First and foremost, my deepest thanks to the DuckDB team for building such a powerful and elegant analytical engine. Their commitment to performance, correctness, and developer experience has created a foundation that makes tools like {duckspatial} possible.
Special recognition goes to the developers of the DuckDB Spatial Extension, the engine that powers everything in {duckspatial}. Their unvaluable work on spatial operations, format support, and performance optimization is what makes this package capable of handling large-scale spatial analysis efficiently.

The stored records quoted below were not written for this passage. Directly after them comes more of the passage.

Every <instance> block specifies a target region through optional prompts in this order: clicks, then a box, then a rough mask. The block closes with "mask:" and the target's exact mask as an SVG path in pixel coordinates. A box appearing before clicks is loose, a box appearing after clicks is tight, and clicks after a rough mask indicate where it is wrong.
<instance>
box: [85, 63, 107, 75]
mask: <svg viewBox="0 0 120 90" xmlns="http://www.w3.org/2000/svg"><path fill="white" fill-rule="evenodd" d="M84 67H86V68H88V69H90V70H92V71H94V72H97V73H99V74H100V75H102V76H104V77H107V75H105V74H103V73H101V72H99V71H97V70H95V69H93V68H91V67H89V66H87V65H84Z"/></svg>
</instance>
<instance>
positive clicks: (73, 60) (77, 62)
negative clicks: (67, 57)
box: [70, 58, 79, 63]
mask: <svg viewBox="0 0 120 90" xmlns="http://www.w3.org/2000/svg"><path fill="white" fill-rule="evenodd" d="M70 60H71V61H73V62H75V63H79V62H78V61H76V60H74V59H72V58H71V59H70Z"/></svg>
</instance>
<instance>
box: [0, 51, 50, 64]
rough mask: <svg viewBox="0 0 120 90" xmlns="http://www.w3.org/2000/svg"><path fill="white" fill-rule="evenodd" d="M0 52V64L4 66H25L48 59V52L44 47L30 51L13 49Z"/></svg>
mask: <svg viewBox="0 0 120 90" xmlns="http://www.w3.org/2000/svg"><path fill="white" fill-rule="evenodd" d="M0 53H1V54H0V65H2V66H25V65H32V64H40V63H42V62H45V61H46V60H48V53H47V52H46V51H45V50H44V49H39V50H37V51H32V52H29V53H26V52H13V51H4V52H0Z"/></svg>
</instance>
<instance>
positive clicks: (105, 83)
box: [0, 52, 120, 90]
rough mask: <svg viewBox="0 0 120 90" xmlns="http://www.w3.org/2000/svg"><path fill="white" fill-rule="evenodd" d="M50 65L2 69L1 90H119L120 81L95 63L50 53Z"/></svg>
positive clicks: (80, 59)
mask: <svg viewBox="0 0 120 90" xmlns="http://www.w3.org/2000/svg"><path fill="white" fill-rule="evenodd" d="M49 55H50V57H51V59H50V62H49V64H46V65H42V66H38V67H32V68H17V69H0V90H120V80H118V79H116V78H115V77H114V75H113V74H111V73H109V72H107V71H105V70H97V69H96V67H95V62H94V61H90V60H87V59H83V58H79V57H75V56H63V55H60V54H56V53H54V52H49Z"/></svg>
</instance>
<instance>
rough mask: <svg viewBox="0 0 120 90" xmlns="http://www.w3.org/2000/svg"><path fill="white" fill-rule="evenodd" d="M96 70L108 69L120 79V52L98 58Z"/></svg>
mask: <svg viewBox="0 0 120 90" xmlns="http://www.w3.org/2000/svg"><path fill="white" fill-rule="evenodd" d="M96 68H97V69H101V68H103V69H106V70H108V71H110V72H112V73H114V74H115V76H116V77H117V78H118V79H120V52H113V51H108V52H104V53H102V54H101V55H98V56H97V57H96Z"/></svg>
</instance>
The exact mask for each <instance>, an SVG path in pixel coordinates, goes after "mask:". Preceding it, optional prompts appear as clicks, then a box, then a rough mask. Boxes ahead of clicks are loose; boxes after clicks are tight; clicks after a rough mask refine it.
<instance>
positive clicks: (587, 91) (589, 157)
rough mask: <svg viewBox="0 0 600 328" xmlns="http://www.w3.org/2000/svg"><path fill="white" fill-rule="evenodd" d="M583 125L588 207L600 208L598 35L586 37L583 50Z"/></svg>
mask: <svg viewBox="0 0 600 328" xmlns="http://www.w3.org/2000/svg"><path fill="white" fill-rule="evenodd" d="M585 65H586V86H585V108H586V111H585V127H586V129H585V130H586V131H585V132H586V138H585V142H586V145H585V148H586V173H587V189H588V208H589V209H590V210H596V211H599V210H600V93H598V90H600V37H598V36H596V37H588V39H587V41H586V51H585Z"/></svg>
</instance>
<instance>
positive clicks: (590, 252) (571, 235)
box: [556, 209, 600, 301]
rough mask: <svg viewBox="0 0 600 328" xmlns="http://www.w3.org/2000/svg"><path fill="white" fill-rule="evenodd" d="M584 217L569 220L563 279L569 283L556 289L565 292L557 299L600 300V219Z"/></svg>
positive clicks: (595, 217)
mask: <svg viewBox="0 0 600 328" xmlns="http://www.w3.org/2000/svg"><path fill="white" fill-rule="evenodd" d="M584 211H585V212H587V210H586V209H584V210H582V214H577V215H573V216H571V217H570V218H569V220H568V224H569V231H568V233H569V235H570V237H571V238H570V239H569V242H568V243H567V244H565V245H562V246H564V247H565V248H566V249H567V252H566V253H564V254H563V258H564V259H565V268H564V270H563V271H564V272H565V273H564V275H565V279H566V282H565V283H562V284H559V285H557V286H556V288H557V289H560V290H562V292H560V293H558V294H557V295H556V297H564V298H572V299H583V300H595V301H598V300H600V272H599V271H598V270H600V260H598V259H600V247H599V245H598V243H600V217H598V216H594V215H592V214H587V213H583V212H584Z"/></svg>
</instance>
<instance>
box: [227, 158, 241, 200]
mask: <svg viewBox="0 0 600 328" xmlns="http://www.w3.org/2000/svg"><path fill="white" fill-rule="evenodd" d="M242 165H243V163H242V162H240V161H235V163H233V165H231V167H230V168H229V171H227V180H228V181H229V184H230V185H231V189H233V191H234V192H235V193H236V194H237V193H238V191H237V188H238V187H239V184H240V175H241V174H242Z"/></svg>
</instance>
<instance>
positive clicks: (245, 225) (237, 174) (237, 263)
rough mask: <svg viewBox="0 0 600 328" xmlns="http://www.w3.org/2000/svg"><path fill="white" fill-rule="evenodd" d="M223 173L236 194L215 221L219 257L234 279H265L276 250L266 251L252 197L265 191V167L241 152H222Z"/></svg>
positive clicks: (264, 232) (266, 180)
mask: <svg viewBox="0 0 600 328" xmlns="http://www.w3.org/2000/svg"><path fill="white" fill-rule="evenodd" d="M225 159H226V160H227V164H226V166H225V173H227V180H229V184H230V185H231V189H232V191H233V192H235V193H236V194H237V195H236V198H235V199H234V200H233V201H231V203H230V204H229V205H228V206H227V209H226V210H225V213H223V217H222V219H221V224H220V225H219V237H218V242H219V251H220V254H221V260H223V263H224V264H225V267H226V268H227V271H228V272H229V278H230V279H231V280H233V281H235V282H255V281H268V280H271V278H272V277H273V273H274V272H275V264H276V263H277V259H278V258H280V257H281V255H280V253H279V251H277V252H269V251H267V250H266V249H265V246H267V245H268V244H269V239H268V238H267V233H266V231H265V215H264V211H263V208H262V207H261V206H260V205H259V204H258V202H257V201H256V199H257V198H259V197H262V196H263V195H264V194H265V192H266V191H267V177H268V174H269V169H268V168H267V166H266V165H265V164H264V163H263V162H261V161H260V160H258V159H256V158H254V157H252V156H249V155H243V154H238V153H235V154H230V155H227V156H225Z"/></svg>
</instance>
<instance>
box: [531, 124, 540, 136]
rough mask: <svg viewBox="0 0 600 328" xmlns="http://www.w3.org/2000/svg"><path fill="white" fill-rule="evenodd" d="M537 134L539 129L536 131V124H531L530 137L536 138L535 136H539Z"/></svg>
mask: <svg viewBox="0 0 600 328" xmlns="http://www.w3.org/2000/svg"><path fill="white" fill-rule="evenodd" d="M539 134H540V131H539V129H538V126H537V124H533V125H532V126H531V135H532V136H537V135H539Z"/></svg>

Most importantly, this release represents a true collaborative effort. Rafael Pereira and Egor Kotov have been fundamental in shaping duckspatial’s new design and implementation. Their ideas, code contributions, and thoughtful feedback have shaped this package far beyond what I could have achieved alone. This is a shared accomplishment.
Finally, thank you to the broader R spatial community for building the ecosystem that {duckspatial} integrates with, and to everyone who has tested early versions, reported issues, or provided feedback.